By Alex Evans

For the past few years, I have spent December 6th engrossed in the frightfully mundane. So determined to look ahead, ignoring the twang of my heartstrings as I desperately tried not to think about the celebrations back home. After all, I got what I had wanted for so long; I came back, I was home. But now I spend my time forming brioche dough into the shape of little men, something I haven’t done since my lycée days. I find myself torn between sharing them only with the dear friend who followed me here, a small piece of the culture we grew up in shared like a secret between us, and making enough for everyone. Bringing that same joy to the people around me, but steeling myself for the familiar dullness that has been with me for the last 12 years of my life. The small thud as you realise that no matter how well you explain, nobody else quite gets it like you do.

The small thud as you realise that no matter how well you explain, nobody else quite gets it like you do

Christmas was always accompanied by 8-hour drives through Belgium and France, squashed in by clothes packed in bin bags to save space for the presents we all pretended not to see. The scent of dark plastic hung heavy and nauseous in the air, pierced only by soft snores and the gentle drone of the radio. When we finally emerged from the car, victorious and exhausted, on the other side of the channel, that was when Christmas could really begin. Now, finally, I was surrounded by the warm coloured lights of my Grandparents’ living room and the grey skies I knew. Throughout the rainy weeks we’d pile into the local cinema, gorging ourselves on every film we’d saved, every seasonal blockbuster we wanted to savour instead of letting them crackle through the dying speakers of the old TV. Every year we’d miss most releases, unable to bear the translated subtitles at the bottom of the screen.

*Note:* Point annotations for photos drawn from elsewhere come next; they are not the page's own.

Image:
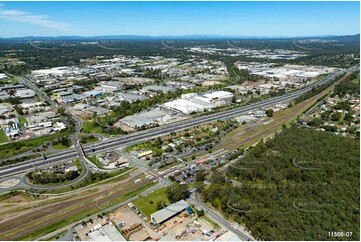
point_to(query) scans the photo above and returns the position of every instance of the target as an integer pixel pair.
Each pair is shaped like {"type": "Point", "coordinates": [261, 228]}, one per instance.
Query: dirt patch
{"type": "Point", "coordinates": [9, 183]}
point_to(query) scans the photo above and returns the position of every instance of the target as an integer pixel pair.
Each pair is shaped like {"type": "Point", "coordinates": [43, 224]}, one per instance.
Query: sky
{"type": "Point", "coordinates": [179, 18]}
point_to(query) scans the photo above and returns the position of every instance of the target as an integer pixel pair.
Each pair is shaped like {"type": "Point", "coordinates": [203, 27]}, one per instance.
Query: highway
{"type": "Point", "coordinates": [132, 138]}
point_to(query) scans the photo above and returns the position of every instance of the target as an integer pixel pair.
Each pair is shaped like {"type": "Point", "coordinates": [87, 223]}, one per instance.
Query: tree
{"type": "Point", "coordinates": [177, 192]}
{"type": "Point", "coordinates": [336, 116]}
{"type": "Point", "coordinates": [269, 112]}
{"type": "Point", "coordinates": [200, 176]}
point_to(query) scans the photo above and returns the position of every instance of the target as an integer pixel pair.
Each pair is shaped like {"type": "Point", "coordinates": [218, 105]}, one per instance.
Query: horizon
{"type": "Point", "coordinates": [195, 36]}
{"type": "Point", "coordinates": [179, 19]}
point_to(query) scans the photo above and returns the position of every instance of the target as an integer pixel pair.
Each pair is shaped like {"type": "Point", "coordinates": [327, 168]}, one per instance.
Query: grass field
{"type": "Point", "coordinates": [246, 135]}
{"type": "Point", "coordinates": [87, 139]}
{"type": "Point", "coordinates": [23, 121]}
{"type": "Point", "coordinates": [95, 161]}
{"type": "Point", "coordinates": [3, 137]}
{"type": "Point", "coordinates": [90, 127]}
{"type": "Point", "coordinates": [60, 146]}
{"type": "Point", "coordinates": [34, 223]}
{"type": "Point", "coordinates": [14, 148]}
{"type": "Point", "coordinates": [206, 218]}
{"type": "Point", "coordinates": [149, 204]}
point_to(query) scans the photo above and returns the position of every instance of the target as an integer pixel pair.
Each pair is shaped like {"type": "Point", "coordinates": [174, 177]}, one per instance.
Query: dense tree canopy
{"type": "Point", "coordinates": [298, 186]}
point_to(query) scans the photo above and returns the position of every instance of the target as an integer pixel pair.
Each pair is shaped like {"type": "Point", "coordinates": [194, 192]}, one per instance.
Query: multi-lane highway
{"type": "Point", "coordinates": [160, 131]}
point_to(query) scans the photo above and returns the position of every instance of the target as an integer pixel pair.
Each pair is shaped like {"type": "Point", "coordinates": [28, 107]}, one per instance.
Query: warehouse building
{"type": "Point", "coordinates": [169, 212]}
{"type": "Point", "coordinates": [136, 121]}
{"type": "Point", "coordinates": [25, 93]}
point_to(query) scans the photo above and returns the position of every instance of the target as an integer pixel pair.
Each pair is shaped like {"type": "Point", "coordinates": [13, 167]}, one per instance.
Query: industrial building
{"type": "Point", "coordinates": [193, 102]}
{"type": "Point", "coordinates": [136, 121]}
{"type": "Point", "coordinates": [169, 212]}
{"type": "Point", "coordinates": [156, 88]}
{"type": "Point", "coordinates": [25, 93]}
{"type": "Point", "coordinates": [106, 232]}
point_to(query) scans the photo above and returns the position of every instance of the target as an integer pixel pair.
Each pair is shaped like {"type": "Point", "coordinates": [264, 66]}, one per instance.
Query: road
{"type": "Point", "coordinates": [78, 126]}
{"type": "Point", "coordinates": [144, 135]}
{"type": "Point", "coordinates": [243, 235]}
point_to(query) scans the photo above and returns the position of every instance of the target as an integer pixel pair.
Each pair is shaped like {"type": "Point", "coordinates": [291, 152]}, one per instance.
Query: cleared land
{"type": "Point", "coordinates": [149, 204]}
{"type": "Point", "coordinates": [35, 219]}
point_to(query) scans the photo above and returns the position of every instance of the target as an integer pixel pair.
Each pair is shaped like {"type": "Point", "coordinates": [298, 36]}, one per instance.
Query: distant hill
{"type": "Point", "coordinates": [355, 37]}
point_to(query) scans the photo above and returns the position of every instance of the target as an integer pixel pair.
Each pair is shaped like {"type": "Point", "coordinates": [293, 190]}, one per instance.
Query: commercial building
{"type": "Point", "coordinates": [220, 97]}
{"type": "Point", "coordinates": [136, 121]}
{"type": "Point", "coordinates": [169, 212]}
{"type": "Point", "coordinates": [106, 232]}
{"type": "Point", "coordinates": [25, 93]}
{"type": "Point", "coordinates": [158, 88]}
{"type": "Point", "coordinates": [110, 87]}
{"type": "Point", "coordinates": [193, 102]}
{"type": "Point", "coordinates": [2, 76]}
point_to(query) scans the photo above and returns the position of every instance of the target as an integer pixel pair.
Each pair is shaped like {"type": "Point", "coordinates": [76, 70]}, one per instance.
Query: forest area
{"type": "Point", "coordinates": [300, 185]}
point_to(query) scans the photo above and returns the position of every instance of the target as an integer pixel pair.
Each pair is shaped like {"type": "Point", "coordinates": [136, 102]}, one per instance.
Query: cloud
{"type": "Point", "coordinates": [26, 17]}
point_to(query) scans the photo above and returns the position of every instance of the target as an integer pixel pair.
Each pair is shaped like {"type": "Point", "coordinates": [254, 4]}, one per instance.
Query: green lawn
{"type": "Point", "coordinates": [91, 127]}
{"type": "Point", "coordinates": [14, 148]}
{"type": "Point", "coordinates": [81, 215]}
{"type": "Point", "coordinates": [168, 166]}
{"type": "Point", "coordinates": [60, 146]}
{"type": "Point", "coordinates": [148, 204]}
{"type": "Point", "coordinates": [3, 137]}
{"type": "Point", "coordinates": [95, 161]}
{"type": "Point", "coordinates": [23, 121]}
{"type": "Point", "coordinates": [86, 139]}
{"type": "Point", "coordinates": [206, 218]}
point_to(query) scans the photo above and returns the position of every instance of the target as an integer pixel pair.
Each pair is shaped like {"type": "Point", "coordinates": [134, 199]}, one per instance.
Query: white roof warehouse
{"type": "Point", "coordinates": [169, 212]}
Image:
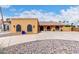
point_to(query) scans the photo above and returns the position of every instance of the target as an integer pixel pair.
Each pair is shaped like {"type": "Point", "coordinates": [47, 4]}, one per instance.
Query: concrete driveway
{"type": "Point", "coordinates": [12, 40]}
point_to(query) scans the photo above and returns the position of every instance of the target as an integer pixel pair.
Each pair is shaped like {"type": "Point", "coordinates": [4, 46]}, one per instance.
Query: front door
{"type": "Point", "coordinates": [57, 28]}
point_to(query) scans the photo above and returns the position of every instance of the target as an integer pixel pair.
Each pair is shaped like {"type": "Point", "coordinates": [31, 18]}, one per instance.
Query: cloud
{"type": "Point", "coordinates": [5, 6]}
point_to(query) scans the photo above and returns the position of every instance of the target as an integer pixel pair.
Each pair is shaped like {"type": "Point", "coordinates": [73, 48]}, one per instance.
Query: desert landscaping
{"type": "Point", "coordinates": [42, 43]}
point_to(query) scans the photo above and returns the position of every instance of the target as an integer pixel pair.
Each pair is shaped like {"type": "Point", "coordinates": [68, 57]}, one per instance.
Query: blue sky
{"type": "Point", "coordinates": [43, 12]}
{"type": "Point", "coordinates": [47, 8]}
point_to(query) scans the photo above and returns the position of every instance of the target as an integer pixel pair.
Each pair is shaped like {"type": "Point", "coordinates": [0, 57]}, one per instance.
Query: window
{"type": "Point", "coordinates": [29, 28]}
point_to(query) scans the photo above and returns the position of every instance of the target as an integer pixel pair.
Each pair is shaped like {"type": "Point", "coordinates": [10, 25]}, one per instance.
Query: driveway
{"type": "Point", "coordinates": [12, 40]}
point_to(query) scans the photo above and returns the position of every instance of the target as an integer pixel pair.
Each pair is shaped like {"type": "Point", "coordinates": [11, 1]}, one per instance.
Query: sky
{"type": "Point", "coordinates": [43, 12]}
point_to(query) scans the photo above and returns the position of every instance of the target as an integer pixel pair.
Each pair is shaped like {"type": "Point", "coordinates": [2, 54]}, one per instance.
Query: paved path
{"type": "Point", "coordinates": [11, 40]}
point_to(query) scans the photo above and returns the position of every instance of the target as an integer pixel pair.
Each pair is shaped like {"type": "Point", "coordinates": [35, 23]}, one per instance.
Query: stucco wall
{"type": "Point", "coordinates": [24, 23]}
{"type": "Point", "coordinates": [66, 28]}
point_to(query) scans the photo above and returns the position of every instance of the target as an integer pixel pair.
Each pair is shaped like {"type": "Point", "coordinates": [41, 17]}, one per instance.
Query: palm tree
{"type": "Point", "coordinates": [2, 17]}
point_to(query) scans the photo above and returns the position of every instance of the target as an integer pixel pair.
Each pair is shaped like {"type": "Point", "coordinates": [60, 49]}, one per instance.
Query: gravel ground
{"type": "Point", "coordinates": [47, 46]}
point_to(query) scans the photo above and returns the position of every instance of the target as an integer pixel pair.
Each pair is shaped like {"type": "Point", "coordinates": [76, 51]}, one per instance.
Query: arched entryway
{"type": "Point", "coordinates": [57, 28]}
{"type": "Point", "coordinates": [18, 28]}
{"type": "Point", "coordinates": [29, 28]}
{"type": "Point", "coordinates": [48, 28]}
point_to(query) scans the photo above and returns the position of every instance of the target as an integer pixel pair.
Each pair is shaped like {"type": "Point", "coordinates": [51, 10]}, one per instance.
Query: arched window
{"type": "Point", "coordinates": [18, 28]}
{"type": "Point", "coordinates": [29, 28]}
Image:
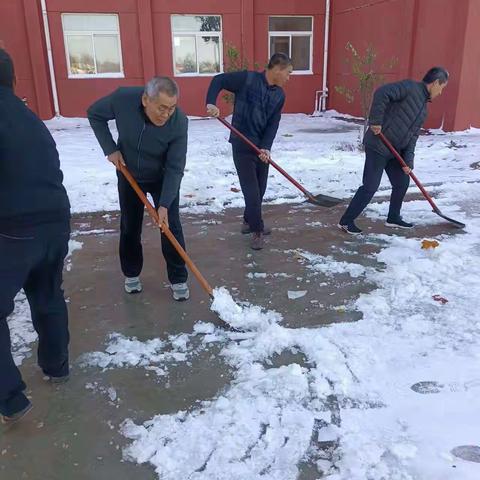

I rejected Luxembourg’s stories and traditions, baffled by the celebrations on the 6th, and dismissing the markets as cold, crowded, and too small. The English kind of Christmas was all I cared about, and I knew that as long as I didn’t succumb to these unknown festivities, I could never betray the place I came from, the person I knew myself to be.

My very first December in this new country, I was taught the words to a children’s song. A song you sing on the 6th to call St. Nicholas to you, who would bring presents and puzzles and Boxemännchen. It took a few years to realise that somewhere, somewhen, I had started to understand them too. I didn’t need the same explanations of each rhyme and each joke, and slowly the walls between me and this festive world started to fade away. No longer mumbling and tripping over my words, I stood tall on my desk with everyone else, singing and laughing as the room around me descended into the joyous chaos I had come to expect with the same tightening anticipation each year. For a few brilliant minutes, the graduating class would run into the classroom throwing sweets and sticks, demanding that we sing for the Kleeschen (St. Nick himself, or at least their tallest 19-year-old in a long white beard). It was in this giggly, glittery daze that my heart first settled into this new version of me. Newly unafraid of strangeness and compromise, rewarded with a growing sense of belonging. While it did come with an uneasy sort of estrangement from the culture I had so staunchly clung to, there was no replacement or betrayal. Instead, there was a unique kind of homecoming, and a brand-new middle ground.

My heart is wrapped in traditions both old and new that I choose to carry with me

Now I spend December nights dreaming of the snow settling in my hilltop village, high enough that it comes down every morning, but not so high that it ever sticks around. I still dream of London’s hanging lights, and the warmth of a family hearth, except now I long for the symphonic laughter of Luxembourg’s markets, the boot-shaped mugs filled with warm hot chocolate, and the brisk cold with bright blue skies. Christmas isn’t confined to the 25th anymore, or to turkey dinners and colourful paper hats. Now, the magic weaves itself throughout the month, leaving nostalgic twinkles on every December 6th. My heart is wrapped in traditions both old and new that I choose to carry with me, and I honour myself as I honour them.

Most of all, I find Christmas in the halls of an old, celluloid cinema. Posters dangle from the walls, still advertising the first releases of Dr. Strangelove and Citizen Kane. We keep our coats on, bundled up in the ancient building, and I sit with my Dad as the projector whirrs to life. We’re here for the special screening of It’s a Wonderful Life. Version originale, sous-titres français.